I tried to speak, but my voice hadn’t returned. I felt like I’d been screaming for hours, though no sign of the nightmare remained. When I nodded to let my mother know I was okay, the look in her eyes left me second-guessing my own judgement.
“I’ll be right back, sweetie,” she said and got up from my bed. “I’m going to call your father. He’s been worried sick about you.” She left without trying to navigate through my medical scaffolding for another hug.

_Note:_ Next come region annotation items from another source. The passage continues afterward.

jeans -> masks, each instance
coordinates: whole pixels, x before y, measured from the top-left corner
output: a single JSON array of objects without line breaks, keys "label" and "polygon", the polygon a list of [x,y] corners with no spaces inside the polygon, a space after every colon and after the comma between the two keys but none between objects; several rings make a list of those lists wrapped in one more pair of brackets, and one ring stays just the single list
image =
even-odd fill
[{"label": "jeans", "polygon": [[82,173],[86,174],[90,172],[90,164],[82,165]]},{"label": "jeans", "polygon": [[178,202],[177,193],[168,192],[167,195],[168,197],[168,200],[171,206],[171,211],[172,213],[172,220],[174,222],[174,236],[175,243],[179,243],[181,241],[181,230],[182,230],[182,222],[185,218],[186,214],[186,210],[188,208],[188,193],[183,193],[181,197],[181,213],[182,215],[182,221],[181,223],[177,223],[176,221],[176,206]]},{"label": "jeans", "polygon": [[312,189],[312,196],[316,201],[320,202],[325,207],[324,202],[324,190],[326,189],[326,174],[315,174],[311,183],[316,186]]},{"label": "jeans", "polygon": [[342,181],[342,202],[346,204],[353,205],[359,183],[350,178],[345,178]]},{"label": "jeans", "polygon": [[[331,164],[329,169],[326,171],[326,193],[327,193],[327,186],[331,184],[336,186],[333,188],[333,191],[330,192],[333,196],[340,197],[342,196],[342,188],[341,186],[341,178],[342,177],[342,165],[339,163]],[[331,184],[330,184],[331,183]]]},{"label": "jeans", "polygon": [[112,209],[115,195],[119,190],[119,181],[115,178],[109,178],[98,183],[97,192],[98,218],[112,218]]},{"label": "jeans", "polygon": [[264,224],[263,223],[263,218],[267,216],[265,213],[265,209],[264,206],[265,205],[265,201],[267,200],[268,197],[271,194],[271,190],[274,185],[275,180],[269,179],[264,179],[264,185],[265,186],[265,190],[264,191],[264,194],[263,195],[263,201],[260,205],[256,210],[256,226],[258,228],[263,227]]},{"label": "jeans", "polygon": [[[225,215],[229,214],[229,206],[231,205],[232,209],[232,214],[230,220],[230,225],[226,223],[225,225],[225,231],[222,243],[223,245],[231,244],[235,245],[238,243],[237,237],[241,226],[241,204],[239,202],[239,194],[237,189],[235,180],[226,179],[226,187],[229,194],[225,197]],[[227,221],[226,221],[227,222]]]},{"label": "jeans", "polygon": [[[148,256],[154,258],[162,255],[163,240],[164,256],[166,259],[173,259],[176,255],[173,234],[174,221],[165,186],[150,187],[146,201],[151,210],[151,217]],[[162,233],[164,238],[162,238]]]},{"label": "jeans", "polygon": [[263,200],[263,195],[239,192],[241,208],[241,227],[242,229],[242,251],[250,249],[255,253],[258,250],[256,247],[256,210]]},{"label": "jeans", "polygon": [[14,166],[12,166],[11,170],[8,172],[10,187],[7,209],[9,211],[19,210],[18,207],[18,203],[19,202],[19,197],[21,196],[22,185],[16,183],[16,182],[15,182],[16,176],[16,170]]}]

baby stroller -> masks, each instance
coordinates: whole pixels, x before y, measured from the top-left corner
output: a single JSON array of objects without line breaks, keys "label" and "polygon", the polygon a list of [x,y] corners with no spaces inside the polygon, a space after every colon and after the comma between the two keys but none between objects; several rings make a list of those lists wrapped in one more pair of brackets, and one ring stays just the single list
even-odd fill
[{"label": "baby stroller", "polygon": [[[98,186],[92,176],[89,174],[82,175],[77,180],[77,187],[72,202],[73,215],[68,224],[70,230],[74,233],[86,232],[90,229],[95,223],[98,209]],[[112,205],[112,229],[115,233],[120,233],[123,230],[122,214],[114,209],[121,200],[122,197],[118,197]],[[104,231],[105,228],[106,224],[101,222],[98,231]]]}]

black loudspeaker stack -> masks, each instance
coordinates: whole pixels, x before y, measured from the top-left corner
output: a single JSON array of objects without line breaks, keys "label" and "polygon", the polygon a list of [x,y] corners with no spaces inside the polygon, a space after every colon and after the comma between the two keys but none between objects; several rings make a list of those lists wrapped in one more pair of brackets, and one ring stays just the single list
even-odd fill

I turned my head in the only direction I could and stared out the window. The hospital was one of the only multi-level buildings in our small town. I could see far enough to search for my neighbourhood in the distance, but a raven landed on the windowsill and obstructed my view. He looked straight at me with his onyx eyes and cocked his head as if he wanted something. One by one, his fiendish friends landed beside him until there were six of them in the window. Their slick black feathers and the barely audible chatter were enough to pull me back to the dark. I tried to cover my ears, but I couldn’t move again. I knew the subdued chatter would soon turn into those horrible deafening clicks and braced myself for them as best I could, but they never came—the feathered fiends just stared at me from the windowsill like the devil had sent his personal unkindness to pay me a visit. I was sure I saw a hint of red in their eyes, but they all dove from the ledge and fell into the morning sky as my mother opened the door and stepped into the room.